All animal studies were approved by the Ethic Committee of Beijing Tiantan Hospital.
Main materials and instruments
C57BL/6 N mice (male, 7–8 weeks, 23 ± 2 g) were obtained from Charles River (Beijing, China). The mice had free access to food and water and were housed at 25 ± 1 °C under a 12 h light/12 h dark cycle. A laser speckle imaging system ((RFLSI III, RWD Life Science, China) and sutures for mice weighing 20–25 g (RWD Life Science, China) were used.
Establishment of the mouse CIRI model
Before the experiment, the mice were fasted for 12 h and provided free access to water. The CIRI mouse model was induced by middle cerebral artery occlusion (MCAO) according to a previous study [16]. Briefly, the mice were intraperitoneally anesthetized with 2% pentobarbital sodium (45 mg/kg). A silicon-coated suture was then inserted from the distal left common carotid artery and advanced into the internal carotid artery to reach and obstruct the middle cerebral artery (MCA) for 1 h, and then the silicon-coated suture was removed out for reperfusion.
The neurological function of the mice was scored according to the 5-point Longa scoring method [11], and the scoring criteria were as follows: a score of 0 means no neurologic deficit, a score of 1 means failure to extend the contralateral forepaw fully, a score of 2 means circling to the contralateral side, a score of 3 means falling to the contralateral side and a score of 4 means not walking spontaneously and having a depressed level of consciousness. Mice with a score of 2–3 were included in the subsequent experiment.
Grouping
The mice that met the scoring criteria were divided into a good outcome group and a poor outcome group according to observations within 7 days. Mice that died within 7 days were considered to have a poor outcome and mice that survived more than 7 days were considered to have a good outcome. In addition, five mice underwent only incision of the neck skin and vascular separation and were designated as the sham group.
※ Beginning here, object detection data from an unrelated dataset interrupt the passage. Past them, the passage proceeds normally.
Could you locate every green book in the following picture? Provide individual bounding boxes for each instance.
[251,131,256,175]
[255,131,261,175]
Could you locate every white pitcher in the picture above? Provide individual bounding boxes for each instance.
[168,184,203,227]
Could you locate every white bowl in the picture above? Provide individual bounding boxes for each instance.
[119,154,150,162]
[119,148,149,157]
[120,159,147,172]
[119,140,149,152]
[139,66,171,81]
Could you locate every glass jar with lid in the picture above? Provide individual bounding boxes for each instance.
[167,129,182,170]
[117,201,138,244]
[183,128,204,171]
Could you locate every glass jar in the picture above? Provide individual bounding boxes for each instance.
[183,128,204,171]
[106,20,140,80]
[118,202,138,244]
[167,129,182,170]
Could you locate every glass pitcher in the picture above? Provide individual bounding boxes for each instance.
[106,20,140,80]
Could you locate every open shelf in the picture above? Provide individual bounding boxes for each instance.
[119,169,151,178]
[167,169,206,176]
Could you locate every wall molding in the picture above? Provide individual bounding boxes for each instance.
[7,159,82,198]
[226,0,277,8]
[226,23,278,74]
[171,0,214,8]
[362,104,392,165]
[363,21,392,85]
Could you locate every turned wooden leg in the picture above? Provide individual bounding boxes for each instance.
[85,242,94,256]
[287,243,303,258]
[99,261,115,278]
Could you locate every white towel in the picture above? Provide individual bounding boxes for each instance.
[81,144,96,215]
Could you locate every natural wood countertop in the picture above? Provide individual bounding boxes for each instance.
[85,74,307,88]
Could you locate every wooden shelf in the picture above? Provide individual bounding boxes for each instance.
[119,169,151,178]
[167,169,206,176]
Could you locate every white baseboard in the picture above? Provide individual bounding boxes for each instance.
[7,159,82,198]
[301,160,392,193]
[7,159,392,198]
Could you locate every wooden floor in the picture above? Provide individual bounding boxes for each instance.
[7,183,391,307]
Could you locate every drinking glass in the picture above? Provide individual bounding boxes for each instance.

Cerebral cortical blood flow monitoring by LSCI
After anesthesia, the mice were randomly fixed in the prone position on a thermostatic mouse plate to receive the cerebral cortical blood flow monitoring on both sides by LSCI. The operators were blinded to the group allocation. The skin and mucous membrane of the head were separated to keep the skull fully exposed. The LSCI system was focused on the mouse skull to obtain a clear color map. Normal saline was instilled on the skull to maintain a wet condition. The cortical blood flow of the both cerebral hemispheres supplied by the MCA was monitored at baseline (before modeling), 1 h after ischemia, immediately after reperfusion and 24 h after reperfusion. Keeping the mice under anesthesia to obtain stable breathing and heart rates was necessary during the whole monitoring process. Continuous monitoring was performed for 15–30 s. The region of interest (ROI) was set, and the value of the ROI represents the blood flow in the selected region.
HE staining
Mice were anesthetized by 1% isoflurane (R510-22, RWD, China) using a gas anesthesia machine (R540IP, RWD, China) and subsequently perfused by injecting 4% paraformaldehyde (60 ml) through the heart. The brain was removed and fixed with 4% paraformaldehyde. The left damaged brain tissue was dissected to embed in paraffin and then sectioned using a microtome (RM2016, Leica, Germany) with a thickness of 5 μm. The sections were baked in an oven at 60 °C and dewaxed, and then stained with Harris hematoxylin for 3–8 min. After this, the sections were stained with eosin for 1–3 min after washing twice with tap water. Finally, the sections were dehydrated twice with 95% alcohol (5 min each) and washed three times with xylene (5 min each), and then fixed with natural gum. All sections were scanned with a digital pathology scanner system (Pannoramic 250, 3D HISTECH Ltd., Hungary), and 5 fields in injured areas were randomly selected for analysis. The output digital pathological images were 400x enlarged.
Statistical analysis
SPSS version 21.0 (IBM Corp., Armonk, NY, US) was used for statistical analysis, and the data are expressed as the mean ± standard deviation. One-way ANOVA was used to compare differences between groups, and p < 0.05 indicated that the difference was statistically significant. The formal sample size has not been decided due to insufficient data. However, based on previous studies [17,18,19], 3–5 mice per group could meet the statistical requirements.